Corporate Pride has become a behemoth, with rainbow logos, and an unnecessary focus on constant consumption to show your loyalty to the community. This does very little for the actual needs of the community, and creates a hyper-focus from media outlets outside of the LGBTQIA+ community, suggesting that all we want is a naff rainbow t-shirt. I am all for participation in Pride, but for it to be representative of its roots, and more inclusive, the people involved have to understand there is just as much to fight for – if not more in the light of increased activity of organisations like LGB alliance – as well as the celebration. Just as the first official pride march in 1970 pushed black and brown gender non-conforming people to the side, the current movement is just as exclusive, and this needs to change. We need to prioritise inclusion and acceptance – which is an LGBTQIA+ internal issue too and recognise the power of a united community for us to be able to evolve and create more change. Pride is often confused, and seen as an indulgent display of sexuality and ‘love is love’ messaging. The origins of pride come from an uprising, a backlash to discriminatory behaviour. It’s not about who threw the first brick at Stonewall – no one knows anyway – it’s about seeing the missing rights that still exist in our society. We have come so far, yet still don’t have universal rights for all queer people, trans and intersex people are still suffering from poor governance, and terrible legislation. So Pride to me is a very poignant reminder each year, of just how much more work needs to be done. It has such importance to the community, that every year we must remember that until we’re all free- none of us are free.

What inspired you to write The Book of Non-Binary Joy? And how does one achieve a state of Non-Binary Joy?
Coming to terms with my own gender identity has been one of the hardest and most important parts of my life and has made me the person I am today. However, it has also been one of the most isolating things I have had to do. Causing issues in relationships, family, and my day-to-day happiness. Sadly you don’t get to be non-binary on your own terms currently. People who you meet in the street are never short of critique. The next physical altercation may only be just around the corner. Hate crimes are at an all-time high in the U.K., and this isn’t just being attacked on the street. It manifests as abuse on Twitter, death threats, and hatred posted by faceless accounts online. This is a lot for any person to bear, and I wouldn’t ever want to downplay this. However, there is a clear need for more resources that exist outside the hate. This was one of my main focuses when I was creating the book of non-binary joy – I wanted a safe space for non-binary people to be able to love themselves and work out who they want to be. My work and attitude always aim to ensure young non-binary people don’t ever have to question their right to exist as their authentic selves. To achieve a state of non-binary joy is to exist despite the hostile environment we exist in. To be able to find peace and happiness. It is to exist as you wish to do so – just that and nothing else. It isn’t always easy, but there are glimpses of it every day you choose to put yourself first.
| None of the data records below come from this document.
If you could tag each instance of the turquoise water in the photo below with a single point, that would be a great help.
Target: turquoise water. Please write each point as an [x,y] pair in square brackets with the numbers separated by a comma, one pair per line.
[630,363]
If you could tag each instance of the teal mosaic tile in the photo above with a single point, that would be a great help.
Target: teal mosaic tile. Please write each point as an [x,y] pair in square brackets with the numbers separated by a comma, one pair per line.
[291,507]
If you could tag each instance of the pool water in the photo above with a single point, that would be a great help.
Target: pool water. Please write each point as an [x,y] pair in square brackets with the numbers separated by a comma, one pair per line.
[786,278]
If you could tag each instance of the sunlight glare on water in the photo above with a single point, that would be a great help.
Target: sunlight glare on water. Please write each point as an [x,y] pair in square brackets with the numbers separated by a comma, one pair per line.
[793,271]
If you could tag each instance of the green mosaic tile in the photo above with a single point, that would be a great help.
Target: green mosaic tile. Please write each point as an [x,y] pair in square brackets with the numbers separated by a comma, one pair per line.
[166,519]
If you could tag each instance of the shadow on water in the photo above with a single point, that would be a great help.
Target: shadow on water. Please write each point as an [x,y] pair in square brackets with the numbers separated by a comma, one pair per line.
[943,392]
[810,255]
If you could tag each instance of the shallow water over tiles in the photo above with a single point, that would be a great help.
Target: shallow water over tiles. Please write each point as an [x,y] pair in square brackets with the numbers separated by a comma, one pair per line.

Sum up Ben Pechey in three words.
Driven Compassionate Learning

Who do you admire and respect in the world?
Trans people! To choose to honour who we are in one of the most hostile environments is a testament to how important it is to be exactly who you are. I admire the sacrifices made by trans people past that have helped us to where we are today in terms of rights like Marsha P Johnson. Trans people hold so much power, and resilience – we deserve the world.

What’s a typical day in the life of Ben Pechey?
There is no such thing as a typical day for me – and I love it that way!